SU‐GG‐T‐337: A Method of Effective Attenuation That Preserves Detailed MLC Characteristics and Replicates Spectral Effects of Deliberate Transport

Purpose: To develop a fast, accurate method of incorporating spectral effects of photon transport through a Multileaf Collimator while maintaining detailed representation of MLC geometry in a virtual source model. Method and Materials: A virtual source model for a 6MV Novalis LINAC with micro‐Multileaf Collimator (mMLC) has been developed for use with the MCNPX Monte Carlo engine. This source model uses a comprehensive ray‐tracing algorithm to determine pathlengths through a detailed representation of mMLC geometry in order to clearly represent leaf edge and rounded leaf tip effects on the virtual source grid. To ensure sufficient resolution, the virtual source grid elements are only 0.5 × 0.5mm 2 when projected to the isocenter plane. In addition to representing open‐field energy spectra and effective mMLC attenuation of open beam fluence, a sub‐source has been developed to simulate the energy spectra of mMLC leakage. For a given mMLC configuration, pathlength and effective attenuation maps are determined at the start of a simulation. For each particle simulated, transport through the mMLC is determined by comparing one random number generation to an effective attenuation value. Subsequent sampling from the leakage sub‐source is triggered by comparing the sampled photon's pathlength through the current mMLC configuration against the pathlength at that location if the mMLC were completely closed. Results: The virtual source model accurately represents leaf edge and rounded leaf tip effects as demonstrated by comparison with coronal film measurements.

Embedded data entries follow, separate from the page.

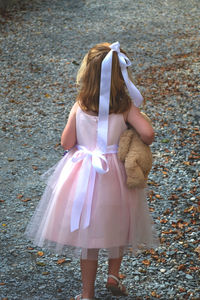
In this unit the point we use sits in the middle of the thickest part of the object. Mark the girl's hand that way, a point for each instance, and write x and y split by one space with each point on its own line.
68 138
141 125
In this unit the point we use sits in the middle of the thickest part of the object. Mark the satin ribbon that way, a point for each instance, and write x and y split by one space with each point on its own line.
93 162
105 85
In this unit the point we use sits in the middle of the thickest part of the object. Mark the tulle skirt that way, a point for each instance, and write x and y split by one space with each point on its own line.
119 220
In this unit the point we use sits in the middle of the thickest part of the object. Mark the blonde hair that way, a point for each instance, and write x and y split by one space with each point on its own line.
88 81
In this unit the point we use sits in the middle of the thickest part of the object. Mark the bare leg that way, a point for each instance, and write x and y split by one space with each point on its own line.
88 272
114 267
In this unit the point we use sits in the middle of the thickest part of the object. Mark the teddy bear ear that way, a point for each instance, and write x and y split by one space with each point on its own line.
146 117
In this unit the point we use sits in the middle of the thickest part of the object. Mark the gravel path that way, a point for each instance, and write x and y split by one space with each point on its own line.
41 46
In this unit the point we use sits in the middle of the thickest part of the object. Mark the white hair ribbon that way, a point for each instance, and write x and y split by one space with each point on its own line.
94 161
105 85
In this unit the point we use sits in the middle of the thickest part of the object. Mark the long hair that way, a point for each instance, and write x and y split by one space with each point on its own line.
88 80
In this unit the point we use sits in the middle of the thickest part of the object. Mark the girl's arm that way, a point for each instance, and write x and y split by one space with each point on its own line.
68 138
142 126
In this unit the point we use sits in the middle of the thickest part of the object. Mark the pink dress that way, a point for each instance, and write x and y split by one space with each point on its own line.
119 216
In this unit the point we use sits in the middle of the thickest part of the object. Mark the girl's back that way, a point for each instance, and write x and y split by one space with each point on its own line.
86 128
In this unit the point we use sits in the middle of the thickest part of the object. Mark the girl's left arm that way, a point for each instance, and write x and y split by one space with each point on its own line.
68 138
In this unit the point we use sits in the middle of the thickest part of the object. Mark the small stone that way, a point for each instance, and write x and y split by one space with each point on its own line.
137 278
61 280
188 276
41 287
162 270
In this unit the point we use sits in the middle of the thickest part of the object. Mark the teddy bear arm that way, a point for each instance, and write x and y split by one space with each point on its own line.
135 175
124 144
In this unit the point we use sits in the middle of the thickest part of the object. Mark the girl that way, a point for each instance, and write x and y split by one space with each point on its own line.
86 205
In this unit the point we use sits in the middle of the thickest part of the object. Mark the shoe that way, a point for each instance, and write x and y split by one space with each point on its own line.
79 297
117 289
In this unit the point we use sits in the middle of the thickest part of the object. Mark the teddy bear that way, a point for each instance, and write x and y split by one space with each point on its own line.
136 156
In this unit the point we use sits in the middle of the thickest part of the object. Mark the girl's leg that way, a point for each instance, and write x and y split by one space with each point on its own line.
114 267
88 272
115 263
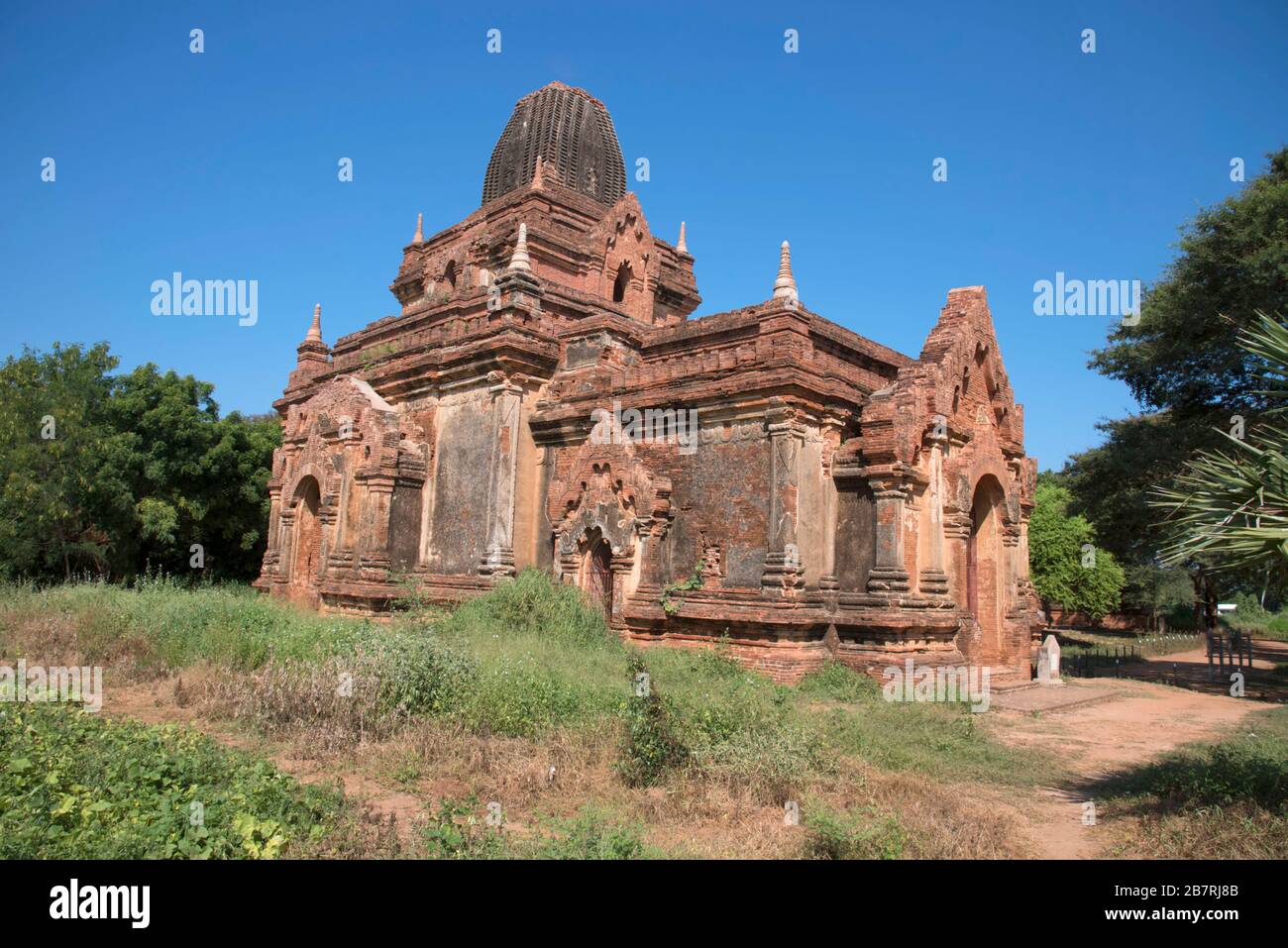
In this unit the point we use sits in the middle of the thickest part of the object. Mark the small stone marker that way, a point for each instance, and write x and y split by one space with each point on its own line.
1048 662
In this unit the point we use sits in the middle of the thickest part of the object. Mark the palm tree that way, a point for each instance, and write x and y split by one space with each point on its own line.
1229 507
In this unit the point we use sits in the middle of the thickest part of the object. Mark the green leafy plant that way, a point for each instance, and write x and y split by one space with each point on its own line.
651 747
695 581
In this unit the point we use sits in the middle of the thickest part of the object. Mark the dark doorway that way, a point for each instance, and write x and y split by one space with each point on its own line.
308 533
597 575
983 565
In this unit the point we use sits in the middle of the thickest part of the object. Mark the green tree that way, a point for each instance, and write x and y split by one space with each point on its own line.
1064 563
138 468
63 496
1229 507
1183 363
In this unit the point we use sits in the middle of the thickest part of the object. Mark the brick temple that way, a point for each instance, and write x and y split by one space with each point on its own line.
761 476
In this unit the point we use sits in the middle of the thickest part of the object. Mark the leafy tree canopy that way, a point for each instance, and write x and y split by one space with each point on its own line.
111 473
1184 365
1064 565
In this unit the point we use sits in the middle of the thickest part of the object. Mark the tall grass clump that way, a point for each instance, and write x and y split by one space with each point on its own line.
78 786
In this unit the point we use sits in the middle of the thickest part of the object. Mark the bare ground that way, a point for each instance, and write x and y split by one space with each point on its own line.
1140 723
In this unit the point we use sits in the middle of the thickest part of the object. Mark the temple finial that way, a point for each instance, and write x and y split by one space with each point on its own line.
316 329
520 261
785 287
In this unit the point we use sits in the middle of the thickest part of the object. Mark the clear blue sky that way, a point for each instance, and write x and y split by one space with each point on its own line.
223 165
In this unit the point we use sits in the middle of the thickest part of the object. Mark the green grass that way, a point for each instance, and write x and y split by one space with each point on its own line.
524 661
458 831
77 786
1219 800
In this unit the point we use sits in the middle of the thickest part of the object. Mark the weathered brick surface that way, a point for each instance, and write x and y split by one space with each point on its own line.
837 498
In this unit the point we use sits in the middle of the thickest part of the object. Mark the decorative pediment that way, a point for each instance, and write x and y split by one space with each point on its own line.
610 488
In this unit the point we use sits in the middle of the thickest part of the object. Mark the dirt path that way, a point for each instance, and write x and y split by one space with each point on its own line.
1140 723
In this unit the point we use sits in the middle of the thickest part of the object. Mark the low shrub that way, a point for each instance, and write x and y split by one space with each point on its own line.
78 786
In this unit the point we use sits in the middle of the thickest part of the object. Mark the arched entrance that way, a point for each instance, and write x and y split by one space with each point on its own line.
984 566
308 533
596 572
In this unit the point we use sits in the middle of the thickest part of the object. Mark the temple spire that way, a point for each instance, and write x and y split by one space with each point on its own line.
314 334
520 262
785 287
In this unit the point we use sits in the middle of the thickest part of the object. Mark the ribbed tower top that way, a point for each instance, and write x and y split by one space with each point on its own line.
568 128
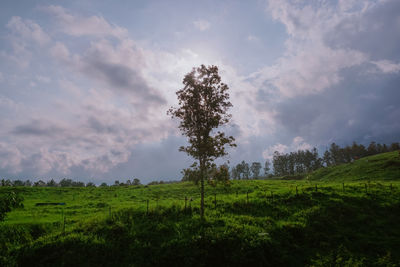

Simultaneously, the spectral effects of photon transport through the mMLC are effectively reproduced without any deliberate or abridged transport. Simulation results demonstrate these principles and are shown to agree with axial and coronal film measurements. Conclusion: Explicit or pseudo‐explicit transport through MLC leaves may be obviated while preserving mMLC representation by incorporating a more sophisticated ray‐tracing algorithm that triggers the sampling of a leakage sub‐source.